Wednesday, July 29, 2015

Library Lions

Meet Patience.  Or Is It Fortitude?

Above is a view of one of the two lion statues that flank the front entrance of the main building of the New York Public Library.  Their names are Patience and Fortitude. They are among the city's best known landmarks.

The library itself is a gorgeous Beaux Arts structure that faces Fifth Avenue between 40th and 42nd streets in Manhattan.  It harkens back to the time when important public buildings were designed to look, well, important. 

Here is a photo of library and lions, taken not long after the facility opened in 1911.


New York always has been a wealthy city, and its library has benefitted from the generosity of the city's rich residents.  With their help and over time, NYPL has grown to encompass many branches and to rank second only to the Library of Congress in its collections.

It was launched by an 1886 bequest in the will of Samuel J. Tilden, who wanted to give the city a free public library.  (Tilden is remembered also as the New York governor who won the popular vote but lost a hotly disputed electoral count to Republican Rutherford B. Hayes in the 1876 presidential election.)

Later donations from John Jacob Astor and James Lenox enabled the construction of the Fifth Avenue building.  
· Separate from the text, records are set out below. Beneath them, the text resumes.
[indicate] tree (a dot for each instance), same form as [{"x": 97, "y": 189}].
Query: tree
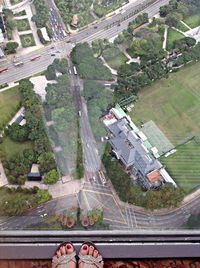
[
  {"x": 99, "y": 46},
  {"x": 43, "y": 196},
  {"x": 46, "y": 162},
  {"x": 17, "y": 132},
  {"x": 194, "y": 222},
  {"x": 50, "y": 73},
  {"x": 11, "y": 47},
  {"x": 173, "y": 19},
  {"x": 51, "y": 177},
  {"x": 11, "y": 24}
]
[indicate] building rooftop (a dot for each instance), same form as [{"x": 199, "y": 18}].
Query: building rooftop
[
  {"x": 130, "y": 149},
  {"x": 154, "y": 176}
]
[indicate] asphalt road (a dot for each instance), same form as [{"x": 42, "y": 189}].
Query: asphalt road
[
  {"x": 119, "y": 216},
  {"x": 47, "y": 55},
  {"x": 92, "y": 160},
  {"x": 107, "y": 28}
]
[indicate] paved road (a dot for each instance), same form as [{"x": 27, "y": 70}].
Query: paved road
[
  {"x": 119, "y": 216},
  {"x": 91, "y": 158},
  {"x": 109, "y": 27},
  {"x": 38, "y": 215},
  {"x": 99, "y": 30},
  {"x": 40, "y": 64}
]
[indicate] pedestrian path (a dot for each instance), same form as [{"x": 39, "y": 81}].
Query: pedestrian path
[
  {"x": 113, "y": 71},
  {"x": 165, "y": 37},
  {"x": 185, "y": 24}
]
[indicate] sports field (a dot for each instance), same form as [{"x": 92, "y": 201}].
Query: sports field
[
  {"x": 173, "y": 104},
  {"x": 187, "y": 176}
]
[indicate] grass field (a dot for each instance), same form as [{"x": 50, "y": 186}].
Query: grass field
[
  {"x": 173, "y": 104},
  {"x": 187, "y": 176},
  {"x": 27, "y": 40},
  {"x": 9, "y": 148},
  {"x": 9, "y": 103},
  {"x": 114, "y": 57},
  {"x": 23, "y": 25},
  {"x": 21, "y": 13},
  {"x": 171, "y": 37},
  {"x": 193, "y": 21},
  {"x": 182, "y": 27}
]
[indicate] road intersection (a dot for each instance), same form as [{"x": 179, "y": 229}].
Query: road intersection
[{"x": 117, "y": 214}]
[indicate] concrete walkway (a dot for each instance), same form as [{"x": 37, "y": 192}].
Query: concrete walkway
[
  {"x": 17, "y": 6},
  {"x": 3, "y": 179},
  {"x": 165, "y": 37},
  {"x": 178, "y": 30},
  {"x": 10, "y": 85},
  {"x": 40, "y": 83}
]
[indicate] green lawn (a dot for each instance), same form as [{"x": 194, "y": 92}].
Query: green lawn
[
  {"x": 173, "y": 104},
  {"x": 171, "y": 37},
  {"x": 27, "y": 40},
  {"x": 21, "y": 13},
  {"x": 182, "y": 27},
  {"x": 9, "y": 103},
  {"x": 114, "y": 57},
  {"x": 23, "y": 25},
  {"x": 9, "y": 148},
  {"x": 193, "y": 21},
  {"x": 184, "y": 166}
]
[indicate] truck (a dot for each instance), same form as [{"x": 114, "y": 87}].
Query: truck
[
  {"x": 35, "y": 57},
  {"x": 18, "y": 63}
]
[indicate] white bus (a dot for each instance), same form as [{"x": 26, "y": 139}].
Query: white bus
[
  {"x": 75, "y": 71},
  {"x": 18, "y": 63},
  {"x": 64, "y": 33}
]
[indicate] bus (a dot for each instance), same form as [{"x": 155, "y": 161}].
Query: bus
[
  {"x": 3, "y": 69},
  {"x": 18, "y": 63},
  {"x": 35, "y": 57},
  {"x": 75, "y": 71}
]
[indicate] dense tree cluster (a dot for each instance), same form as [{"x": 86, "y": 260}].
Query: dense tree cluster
[
  {"x": 17, "y": 201},
  {"x": 127, "y": 35},
  {"x": 88, "y": 66},
  {"x": 193, "y": 54},
  {"x": 51, "y": 177},
  {"x": 133, "y": 77},
  {"x": 58, "y": 65},
  {"x": 167, "y": 197},
  {"x": 98, "y": 100},
  {"x": 99, "y": 46},
  {"x": 11, "y": 47},
  {"x": 184, "y": 44},
  {"x": 33, "y": 131},
  {"x": 42, "y": 13}
]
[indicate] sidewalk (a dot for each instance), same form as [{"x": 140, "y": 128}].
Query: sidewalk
[{"x": 3, "y": 179}]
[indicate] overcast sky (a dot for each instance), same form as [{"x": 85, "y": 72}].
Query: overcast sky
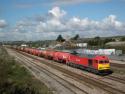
[{"x": 46, "y": 19}]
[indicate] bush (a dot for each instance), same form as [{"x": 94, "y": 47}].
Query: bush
[{"x": 15, "y": 79}]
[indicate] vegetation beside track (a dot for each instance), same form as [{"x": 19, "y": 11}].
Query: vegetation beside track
[{"x": 15, "y": 79}]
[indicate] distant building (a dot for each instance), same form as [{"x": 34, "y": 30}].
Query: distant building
[
  {"x": 118, "y": 43},
  {"x": 81, "y": 44}
]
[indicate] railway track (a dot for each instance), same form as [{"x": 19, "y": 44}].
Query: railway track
[
  {"x": 81, "y": 78},
  {"x": 71, "y": 87},
  {"x": 116, "y": 79}
]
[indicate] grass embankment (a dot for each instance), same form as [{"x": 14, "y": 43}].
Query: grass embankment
[{"x": 15, "y": 79}]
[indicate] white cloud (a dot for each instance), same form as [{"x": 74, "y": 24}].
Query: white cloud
[
  {"x": 66, "y": 2},
  {"x": 2, "y": 23}
]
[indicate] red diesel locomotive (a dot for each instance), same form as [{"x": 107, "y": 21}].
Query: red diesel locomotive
[{"x": 94, "y": 63}]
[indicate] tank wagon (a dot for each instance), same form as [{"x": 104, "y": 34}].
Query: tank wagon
[{"x": 93, "y": 63}]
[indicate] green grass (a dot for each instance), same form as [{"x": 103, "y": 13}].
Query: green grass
[{"x": 15, "y": 79}]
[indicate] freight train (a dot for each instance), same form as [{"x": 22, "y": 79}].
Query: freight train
[{"x": 97, "y": 64}]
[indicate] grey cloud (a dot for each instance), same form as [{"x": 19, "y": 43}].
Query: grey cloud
[
  {"x": 66, "y": 2},
  {"x": 3, "y": 23}
]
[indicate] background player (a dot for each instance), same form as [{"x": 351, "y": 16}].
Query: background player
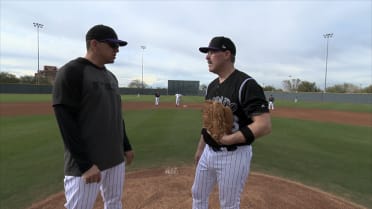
[
  {"x": 228, "y": 164},
  {"x": 87, "y": 107},
  {"x": 178, "y": 99},
  {"x": 271, "y": 102},
  {"x": 157, "y": 98}
]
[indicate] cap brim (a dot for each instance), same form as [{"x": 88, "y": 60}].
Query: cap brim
[
  {"x": 207, "y": 49},
  {"x": 117, "y": 41}
]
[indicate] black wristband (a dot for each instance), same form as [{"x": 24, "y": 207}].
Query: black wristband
[{"x": 248, "y": 134}]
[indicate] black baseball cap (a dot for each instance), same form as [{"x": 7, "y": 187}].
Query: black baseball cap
[
  {"x": 104, "y": 33},
  {"x": 220, "y": 43}
]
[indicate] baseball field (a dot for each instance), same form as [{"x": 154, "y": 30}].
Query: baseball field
[{"x": 319, "y": 155}]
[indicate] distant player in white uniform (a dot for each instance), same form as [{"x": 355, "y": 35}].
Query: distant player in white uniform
[
  {"x": 271, "y": 102},
  {"x": 228, "y": 164},
  {"x": 178, "y": 99},
  {"x": 157, "y": 98}
]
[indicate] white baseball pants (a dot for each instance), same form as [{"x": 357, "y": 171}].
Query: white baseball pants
[
  {"x": 229, "y": 169},
  {"x": 80, "y": 195}
]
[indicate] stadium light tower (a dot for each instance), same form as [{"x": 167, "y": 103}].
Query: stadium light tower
[
  {"x": 38, "y": 26},
  {"x": 143, "y": 49},
  {"x": 327, "y": 36}
]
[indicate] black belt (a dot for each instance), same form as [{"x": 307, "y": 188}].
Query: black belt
[{"x": 228, "y": 148}]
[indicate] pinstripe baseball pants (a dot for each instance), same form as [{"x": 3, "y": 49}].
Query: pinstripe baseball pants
[
  {"x": 80, "y": 195},
  {"x": 229, "y": 169}
]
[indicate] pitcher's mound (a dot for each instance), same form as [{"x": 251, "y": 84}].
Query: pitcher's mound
[{"x": 170, "y": 188}]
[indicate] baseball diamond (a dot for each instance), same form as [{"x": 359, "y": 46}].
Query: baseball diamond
[{"x": 148, "y": 190}]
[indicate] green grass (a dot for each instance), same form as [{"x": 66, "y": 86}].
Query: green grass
[
  {"x": 335, "y": 158},
  {"x": 31, "y": 160},
  {"x": 6, "y": 98},
  {"x": 325, "y": 106},
  {"x": 163, "y": 137}
]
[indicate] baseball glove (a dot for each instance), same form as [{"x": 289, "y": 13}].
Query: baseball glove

Another Lenox gift to the library is America's first Gutenberg Bible, which he bought in 1847.  It is displayed outside what is now known as the Rose Main Reading Room. Here it is:

The reading room is a spectacular space, almost 300 feet long and with a 51-foot ceiling.  (The Rose name acknowledges a recent wealthy donor family.)  It is a public space that also has been used by prominent writers, including E.L. Doctorow, Elizabeth Bishop, Theodore White, Isaac Bashevis Singer and Norman Mailer.  The room  is under renovation at the moment, but it will emerge in 2017 looking again as it does in the photo below.
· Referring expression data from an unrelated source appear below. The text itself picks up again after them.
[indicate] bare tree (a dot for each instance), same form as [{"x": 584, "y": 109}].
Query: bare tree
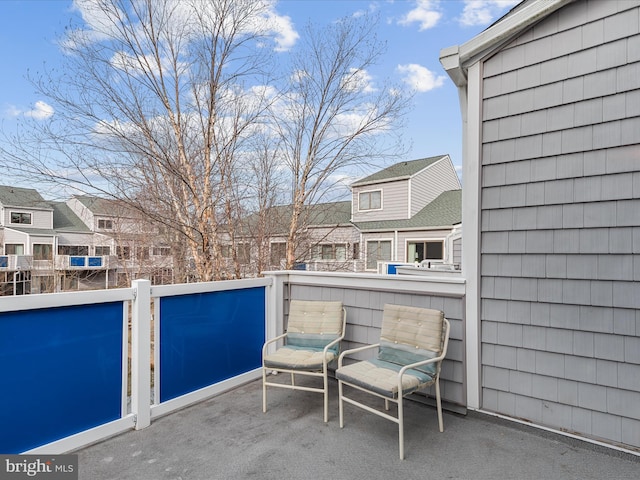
[
  {"x": 153, "y": 108},
  {"x": 332, "y": 117}
]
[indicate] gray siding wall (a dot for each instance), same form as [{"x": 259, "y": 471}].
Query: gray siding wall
[
  {"x": 395, "y": 202},
  {"x": 39, "y": 218},
  {"x": 560, "y": 226},
  {"x": 364, "y": 320},
  {"x": 431, "y": 182}
]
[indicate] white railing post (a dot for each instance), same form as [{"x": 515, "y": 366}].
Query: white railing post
[{"x": 141, "y": 353}]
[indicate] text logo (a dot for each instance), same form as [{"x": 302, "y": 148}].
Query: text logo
[{"x": 50, "y": 467}]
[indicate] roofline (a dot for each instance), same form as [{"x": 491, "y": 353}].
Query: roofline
[
  {"x": 43, "y": 209},
  {"x": 407, "y": 229},
  {"x": 396, "y": 179},
  {"x": 457, "y": 59}
]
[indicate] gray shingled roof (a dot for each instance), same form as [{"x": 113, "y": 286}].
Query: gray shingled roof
[
  {"x": 444, "y": 211},
  {"x": 398, "y": 171},
  {"x": 323, "y": 214},
  {"x": 97, "y": 205},
  {"x": 21, "y": 197},
  {"x": 65, "y": 220}
]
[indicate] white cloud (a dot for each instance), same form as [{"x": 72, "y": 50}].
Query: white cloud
[
  {"x": 285, "y": 34},
  {"x": 483, "y": 12},
  {"x": 358, "y": 80},
  {"x": 40, "y": 111},
  {"x": 420, "y": 78},
  {"x": 426, "y": 13}
]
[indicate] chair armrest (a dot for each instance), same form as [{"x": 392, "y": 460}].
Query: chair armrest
[
  {"x": 419, "y": 364},
  {"x": 269, "y": 342},
  {"x": 355, "y": 350}
]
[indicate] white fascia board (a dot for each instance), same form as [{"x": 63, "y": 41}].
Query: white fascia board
[{"x": 457, "y": 59}]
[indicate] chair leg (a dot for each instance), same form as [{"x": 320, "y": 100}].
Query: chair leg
[
  {"x": 340, "y": 404},
  {"x": 439, "y": 405},
  {"x": 326, "y": 397},
  {"x": 401, "y": 427},
  {"x": 264, "y": 390}
]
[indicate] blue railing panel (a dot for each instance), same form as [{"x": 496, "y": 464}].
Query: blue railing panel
[
  {"x": 61, "y": 372},
  {"x": 95, "y": 261},
  {"x": 209, "y": 337},
  {"x": 76, "y": 261}
]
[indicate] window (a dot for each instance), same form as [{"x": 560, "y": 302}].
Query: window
[
  {"x": 378, "y": 251},
  {"x": 42, "y": 251},
  {"x": 370, "y": 200},
  {"x": 244, "y": 253},
  {"x": 103, "y": 251},
  {"x": 21, "y": 218},
  {"x": 14, "y": 249},
  {"x": 333, "y": 252},
  {"x": 105, "y": 224},
  {"x": 278, "y": 252},
  {"x": 80, "y": 250},
  {"x": 428, "y": 250}
]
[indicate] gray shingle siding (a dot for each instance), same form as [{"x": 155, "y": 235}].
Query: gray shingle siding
[{"x": 561, "y": 223}]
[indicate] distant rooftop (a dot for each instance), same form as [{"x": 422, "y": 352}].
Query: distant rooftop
[
  {"x": 21, "y": 197},
  {"x": 399, "y": 171},
  {"x": 65, "y": 220},
  {"x": 444, "y": 211},
  {"x": 100, "y": 205}
]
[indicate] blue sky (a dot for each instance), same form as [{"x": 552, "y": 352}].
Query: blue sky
[{"x": 415, "y": 32}]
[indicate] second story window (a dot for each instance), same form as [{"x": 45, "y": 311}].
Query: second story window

Various later donations have been recognized by the naming of other rooms and collections. Among the names: Berg, Blass, Dorot, Firya, Hutson, Milstein, Pincus, Wallace and Wallach.

The most recent major donation came from a cofounder of the Blackstone Group.  His $100 million pledge, announced in 2011, kicked off a billion-dollar NYPL fundraising campaign.  In recognition, the Fifth Avenue main branch has been renamed the Steven A. Shwarzman Building.   

Patience and Fortitude

But back to the cats.  

Originally, the lions were called Leo Astor and Leo Lenox, perhaps unofficially, for the two men who wrote the checks for the main branch.
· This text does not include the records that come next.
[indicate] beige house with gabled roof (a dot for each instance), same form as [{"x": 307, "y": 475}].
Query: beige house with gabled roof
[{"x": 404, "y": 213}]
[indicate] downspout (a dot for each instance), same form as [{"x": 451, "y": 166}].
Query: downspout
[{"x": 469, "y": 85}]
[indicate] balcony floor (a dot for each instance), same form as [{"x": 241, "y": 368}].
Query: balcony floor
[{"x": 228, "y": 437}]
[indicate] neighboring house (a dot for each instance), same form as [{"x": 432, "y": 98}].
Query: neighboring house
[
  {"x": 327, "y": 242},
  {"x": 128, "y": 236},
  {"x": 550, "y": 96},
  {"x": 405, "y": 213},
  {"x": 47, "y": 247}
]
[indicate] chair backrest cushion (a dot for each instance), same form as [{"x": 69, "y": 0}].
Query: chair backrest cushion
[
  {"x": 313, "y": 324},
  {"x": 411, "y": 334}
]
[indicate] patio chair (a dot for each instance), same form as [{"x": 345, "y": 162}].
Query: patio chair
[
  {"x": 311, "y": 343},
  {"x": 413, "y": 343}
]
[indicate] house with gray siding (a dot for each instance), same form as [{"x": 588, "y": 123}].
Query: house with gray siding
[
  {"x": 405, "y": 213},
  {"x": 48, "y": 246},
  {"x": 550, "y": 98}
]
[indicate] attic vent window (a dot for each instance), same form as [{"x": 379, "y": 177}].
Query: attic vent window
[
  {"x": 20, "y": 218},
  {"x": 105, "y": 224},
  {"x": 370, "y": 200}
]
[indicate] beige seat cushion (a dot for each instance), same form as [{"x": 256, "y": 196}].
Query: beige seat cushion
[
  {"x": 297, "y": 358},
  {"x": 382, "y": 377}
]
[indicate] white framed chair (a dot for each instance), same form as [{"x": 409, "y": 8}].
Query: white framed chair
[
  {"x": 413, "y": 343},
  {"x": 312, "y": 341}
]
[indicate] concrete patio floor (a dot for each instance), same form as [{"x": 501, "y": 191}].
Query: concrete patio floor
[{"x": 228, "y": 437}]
In the 1930s, the lions were renamed by the mayor, Fiorello La Guardia, who thought patience and fortitude were traits that would help New Yorkers get through the Great Depression.

Sculpted of handsome pink Tennessee marble, the lions have featured often in tourist photographs and have been dressed up with Yankees and Mets caps, among other decorations, for holidays and other events.

In 2004, P and F were thoroughly cleaned and restored.  (The building's exterior was gussied up similarly for its 2011 centennial.)  

After the work was completed, NYPL administrators declared there would be no more decorating of the lions.  Librarians can be that way sometimes.